RFC1345 seems to indicate that 0x7F maps to U+007F DEL
- 0xC9 was the umlaut diacritical mark in the 1980 edition, which is still tolerated in the 1988 edition, but the tables don't clearly define 0xC9 (and again, don't define it as "not used"). 0xC8 is declared as "diaresis or umlaut mark". As I don't have the 1980 edition, I don't know if it was already the case. - nothing is said if a diacritical mark is encoded without a base character.
RFC1346 seems to indicate that certain diacritical marks must always be
followed by a base character (which may be 0x20 space), the others never.
This is consistent with the mechanical behavior of mechanical teletypes
and typewriters: Diacritics are implemented as overtyping "dead keys"
that place the diacritic on the paper but do not advance the print head,
thus causing the next character to be combined with it.

These are ambiguities.

Annexes define control sequences (longer that 2 bytes), graphical characters, configurable character sets, presentation functions (selection of page format, character sizes and attributes (bold/italic/underline), line settings (vertical and horizontal spacing)). I doubt everything can be mapped to UTF8.
Most of those would be inapplicable to the encoding of X.500 strings, configurable character sets sounds like an ISO-2022 like mechanism useful for encoding an even
larger subset of UNICODE, as do graphical characters.
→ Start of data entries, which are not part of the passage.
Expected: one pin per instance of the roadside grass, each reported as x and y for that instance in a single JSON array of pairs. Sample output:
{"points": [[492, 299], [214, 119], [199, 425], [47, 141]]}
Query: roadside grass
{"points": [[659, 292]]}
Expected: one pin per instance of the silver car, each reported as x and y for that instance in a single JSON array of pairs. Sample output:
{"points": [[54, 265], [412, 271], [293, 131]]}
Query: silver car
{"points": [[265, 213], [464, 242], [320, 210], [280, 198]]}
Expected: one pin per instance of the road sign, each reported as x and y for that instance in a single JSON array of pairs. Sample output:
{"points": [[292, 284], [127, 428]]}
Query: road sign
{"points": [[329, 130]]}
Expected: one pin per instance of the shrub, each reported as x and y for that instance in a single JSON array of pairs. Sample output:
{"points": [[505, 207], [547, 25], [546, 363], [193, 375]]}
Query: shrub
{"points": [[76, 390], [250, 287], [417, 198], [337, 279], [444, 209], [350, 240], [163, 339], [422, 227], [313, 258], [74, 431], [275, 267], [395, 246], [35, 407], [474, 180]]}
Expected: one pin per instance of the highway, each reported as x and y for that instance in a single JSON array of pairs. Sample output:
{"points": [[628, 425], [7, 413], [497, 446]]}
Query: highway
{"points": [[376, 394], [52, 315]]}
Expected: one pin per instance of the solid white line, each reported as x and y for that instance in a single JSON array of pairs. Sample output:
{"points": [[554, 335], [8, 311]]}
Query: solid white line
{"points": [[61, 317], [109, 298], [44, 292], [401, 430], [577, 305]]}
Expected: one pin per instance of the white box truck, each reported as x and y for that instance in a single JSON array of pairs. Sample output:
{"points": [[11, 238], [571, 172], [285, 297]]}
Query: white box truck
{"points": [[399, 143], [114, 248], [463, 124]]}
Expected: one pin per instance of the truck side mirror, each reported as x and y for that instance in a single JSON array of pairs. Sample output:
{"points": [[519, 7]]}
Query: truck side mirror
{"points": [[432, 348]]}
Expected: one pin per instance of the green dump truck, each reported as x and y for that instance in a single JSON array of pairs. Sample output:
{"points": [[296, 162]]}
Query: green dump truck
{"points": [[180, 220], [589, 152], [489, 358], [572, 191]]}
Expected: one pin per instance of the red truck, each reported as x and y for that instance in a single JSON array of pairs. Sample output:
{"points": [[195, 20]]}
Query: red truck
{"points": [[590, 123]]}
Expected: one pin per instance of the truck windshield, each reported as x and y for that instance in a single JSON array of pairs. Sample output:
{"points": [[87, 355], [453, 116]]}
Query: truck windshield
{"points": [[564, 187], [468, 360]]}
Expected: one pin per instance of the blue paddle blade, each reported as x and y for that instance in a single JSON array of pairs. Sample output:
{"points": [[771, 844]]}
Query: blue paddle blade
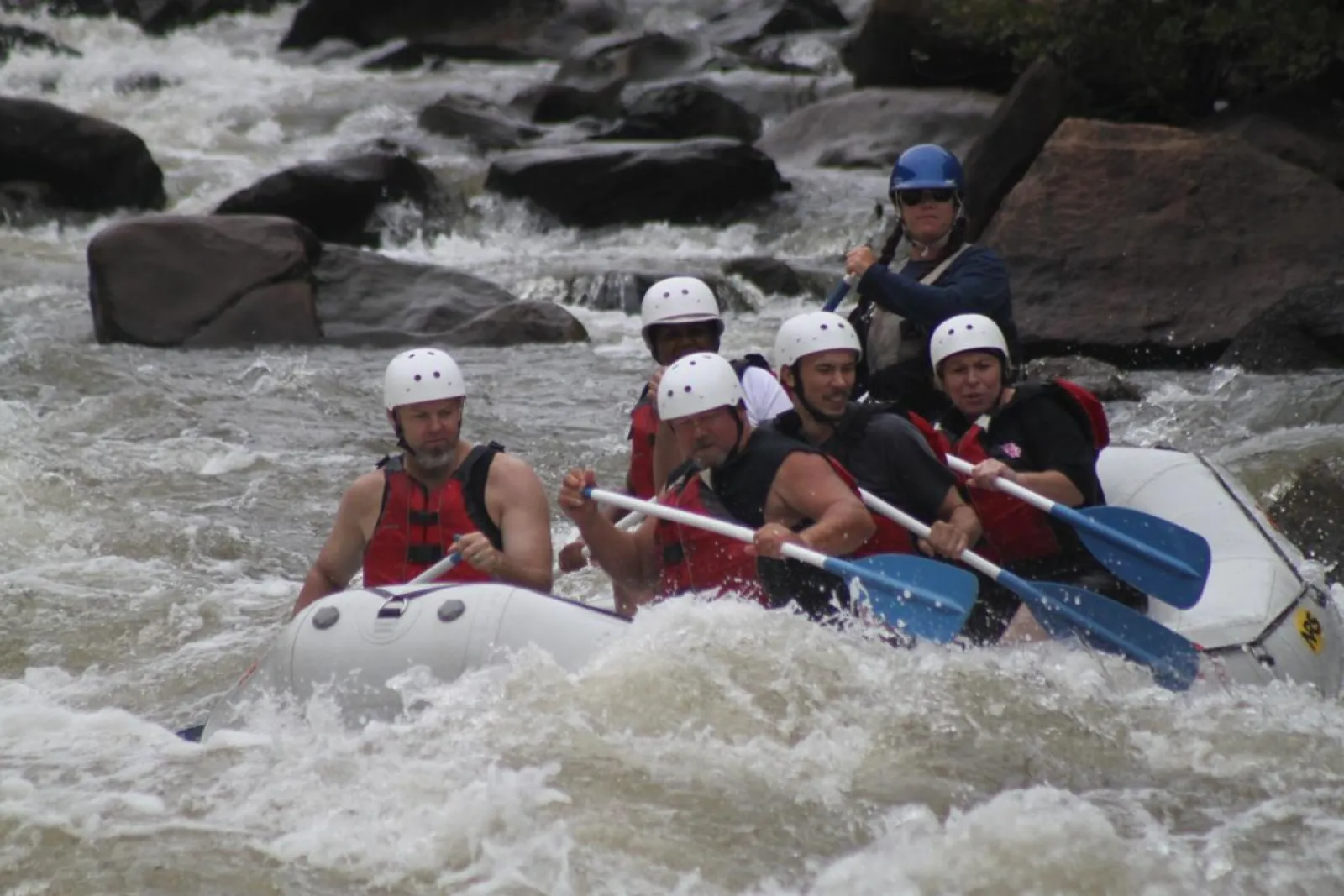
{"points": [[837, 296], [917, 595], [1155, 555], [1065, 610]]}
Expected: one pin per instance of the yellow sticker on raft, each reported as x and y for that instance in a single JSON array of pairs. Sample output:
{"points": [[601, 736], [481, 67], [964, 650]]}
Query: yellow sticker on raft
{"points": [[1310, 629]]}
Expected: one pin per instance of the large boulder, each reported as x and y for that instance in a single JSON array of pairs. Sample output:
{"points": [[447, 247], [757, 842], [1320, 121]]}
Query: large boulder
{"points": [[752, 20], [1156, 246], [600, 183], [366, 298], [19, 38], [1303, 125], [591, 80], [774, 277], [685, 109], [907, 43], [342, 201], [202, 281], [1301, 332], [870, 128], [84, 163], [517, 324], [486, 125], [1016, 132], [160, 16]]}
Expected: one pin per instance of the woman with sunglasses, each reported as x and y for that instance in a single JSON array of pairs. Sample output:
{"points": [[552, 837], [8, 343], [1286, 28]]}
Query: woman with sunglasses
{"points": [[941, 277]]}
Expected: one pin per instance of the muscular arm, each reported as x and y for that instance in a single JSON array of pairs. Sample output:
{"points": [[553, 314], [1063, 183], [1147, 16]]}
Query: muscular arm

However none of those features were mentioned in the still available secondary
references I looked at (RFC1345 and Wikipedia), so they are unlikely to be
accepted nor emitted by any current implementations of T.61.

Constructing a mapping table from the data in RFC1345 or other
sources is left as an exercise for the reader (cheat hint: Maybe
IBM included such a table in ICU or unicode.org included one in
its data files).

I think only a subset of T.61 is taken into consideration. But I haven't looked at the hinted files.

Sounds like it.  RFC1345 is a historic listing of character sets encountered
on the European part of the early Internet, with machine readable tables of
each such encoding in terms of two-character abbreviations from a historic
ISO standard (fortunately re-documented within the RFC itself).

RFC1345 obviously predates both the IANA charset registry and the other
current catalogs of character set encodings.